Book Review: Confederate Incognito: The Civil War Reports of "Long Grabs," a.k.a. John McSween, 26th and 35th North Carolina Infantry


by E. B. Munson, editor

Jefferson, N.C.: McFarland, 2013. Pp. viii, 264. Illus., maps., notes., biblio., index. $45.00 paper. ISBN: 0786472103

Confederate Incognito offers us a Confederate soldier-journalist’s amusing, information, and sometimes acerbic observations, criticisms, and reports on life, society, military service, in the Civil War South.

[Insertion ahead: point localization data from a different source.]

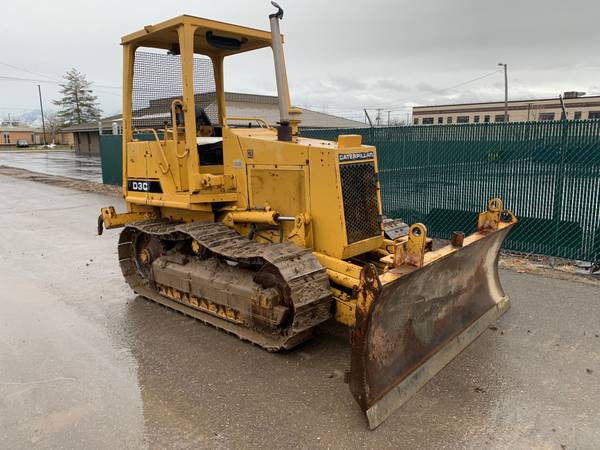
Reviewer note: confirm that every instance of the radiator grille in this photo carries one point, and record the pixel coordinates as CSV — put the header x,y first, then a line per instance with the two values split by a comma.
x,y
361,213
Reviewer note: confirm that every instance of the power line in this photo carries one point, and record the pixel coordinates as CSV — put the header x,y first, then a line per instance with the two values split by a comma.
x,y
438,90
36,81
393,108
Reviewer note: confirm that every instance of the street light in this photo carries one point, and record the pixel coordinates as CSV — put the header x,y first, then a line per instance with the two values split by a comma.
x,y
505,91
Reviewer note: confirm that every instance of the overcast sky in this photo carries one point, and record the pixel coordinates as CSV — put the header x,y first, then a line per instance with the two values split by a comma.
x,y
342,55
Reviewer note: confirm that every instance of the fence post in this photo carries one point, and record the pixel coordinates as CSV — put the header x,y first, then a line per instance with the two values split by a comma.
x,y
559,181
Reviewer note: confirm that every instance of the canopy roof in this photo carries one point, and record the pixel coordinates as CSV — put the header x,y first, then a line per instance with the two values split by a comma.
x,y
211,38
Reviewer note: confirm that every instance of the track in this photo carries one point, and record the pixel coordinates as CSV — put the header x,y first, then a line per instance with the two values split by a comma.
x,y
294,271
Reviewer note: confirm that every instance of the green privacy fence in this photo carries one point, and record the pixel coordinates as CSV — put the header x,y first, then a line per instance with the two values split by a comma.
x,y
547,173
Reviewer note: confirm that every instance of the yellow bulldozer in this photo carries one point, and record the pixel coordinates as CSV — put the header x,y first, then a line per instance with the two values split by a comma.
x,y
244,224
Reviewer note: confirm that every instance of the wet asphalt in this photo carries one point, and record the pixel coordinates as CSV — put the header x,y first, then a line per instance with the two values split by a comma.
x,y
86,364
54,162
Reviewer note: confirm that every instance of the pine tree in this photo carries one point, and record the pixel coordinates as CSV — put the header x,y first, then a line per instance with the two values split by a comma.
x,y
78,104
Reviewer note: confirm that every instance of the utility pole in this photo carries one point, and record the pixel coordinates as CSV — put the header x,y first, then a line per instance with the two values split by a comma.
x,y
42,111
505,91
368,117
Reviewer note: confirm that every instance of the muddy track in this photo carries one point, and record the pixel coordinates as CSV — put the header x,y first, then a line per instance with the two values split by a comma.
x,y
306,282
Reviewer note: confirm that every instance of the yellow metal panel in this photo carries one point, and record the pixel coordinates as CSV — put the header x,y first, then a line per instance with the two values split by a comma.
x,y
282,188
349,140
163,35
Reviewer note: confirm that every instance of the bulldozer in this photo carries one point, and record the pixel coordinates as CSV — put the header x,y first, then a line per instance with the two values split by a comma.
x,y
244,224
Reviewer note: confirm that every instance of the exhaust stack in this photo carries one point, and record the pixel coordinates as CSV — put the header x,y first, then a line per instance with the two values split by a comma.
x,y
284,130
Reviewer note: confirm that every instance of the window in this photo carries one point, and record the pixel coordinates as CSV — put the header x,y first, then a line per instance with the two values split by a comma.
x,y
594,115
545,116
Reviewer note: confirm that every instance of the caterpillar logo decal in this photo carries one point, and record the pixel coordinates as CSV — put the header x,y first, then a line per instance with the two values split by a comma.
x,y
144,186
348,157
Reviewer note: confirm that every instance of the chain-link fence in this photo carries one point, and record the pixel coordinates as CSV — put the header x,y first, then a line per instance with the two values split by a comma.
x,y
547,173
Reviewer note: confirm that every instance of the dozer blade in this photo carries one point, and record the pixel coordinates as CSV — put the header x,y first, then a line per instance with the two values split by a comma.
x,y
411,322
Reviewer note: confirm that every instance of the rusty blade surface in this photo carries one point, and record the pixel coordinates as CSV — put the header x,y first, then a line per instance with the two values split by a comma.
x,y
418,323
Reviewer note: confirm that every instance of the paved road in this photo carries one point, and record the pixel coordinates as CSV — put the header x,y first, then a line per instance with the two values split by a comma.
x,y
84,364
66,164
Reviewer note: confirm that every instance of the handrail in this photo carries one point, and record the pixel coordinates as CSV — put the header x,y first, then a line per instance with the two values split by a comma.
x,y
162,152
175,127
260,122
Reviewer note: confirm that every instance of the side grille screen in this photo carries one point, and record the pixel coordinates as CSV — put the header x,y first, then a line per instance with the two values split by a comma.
x,y
359,188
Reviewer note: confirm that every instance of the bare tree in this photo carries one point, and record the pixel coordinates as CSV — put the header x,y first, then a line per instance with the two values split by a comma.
x,y
78,103
54,124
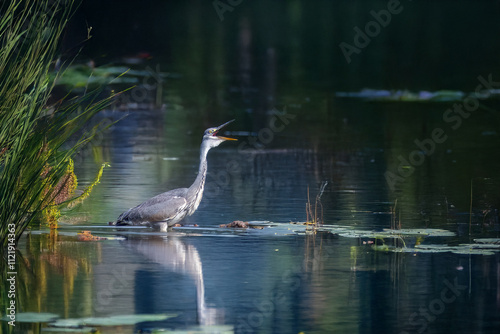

Early in the war Carolinian McSween served as an unofficial war correspondent, wandering the Confederacy and dispatching letters to a Fayetteville newspaper about what he saw and whom he met, writing under the pen name “Long Grabs.”  He enlisted in 1863, but continued his journalistic career.  During his service, McSween ran afoul of military law, and served a year at hard labor, but returned to duty in time to serve in the trenches at Petersburg.  Confederate Incognito comprises McSween’s collected letters.  In preparing these for publication, East Carolina University librarian Munson has added clarificatory notes and occasional comments.  McSween wrote of many people whom he met and many events to which he was a witness.  So the book has his personal profile of Jefferson Davis, looks at soldiers and soldiering, offers details of battles, and so forth.  But McSween also gives us a running commentary on daily life in the wartime Confederacy, noting things like the cost of goods or the price of a meal or of a hotel room, and similar commonplace matters that the ordinary citizen encountered in the course of his daily life. 

McSween’s commentary on the great and the great events, and on the details of life, makes Confederate Incognito not only an amusing read, but a valuable documentary reference.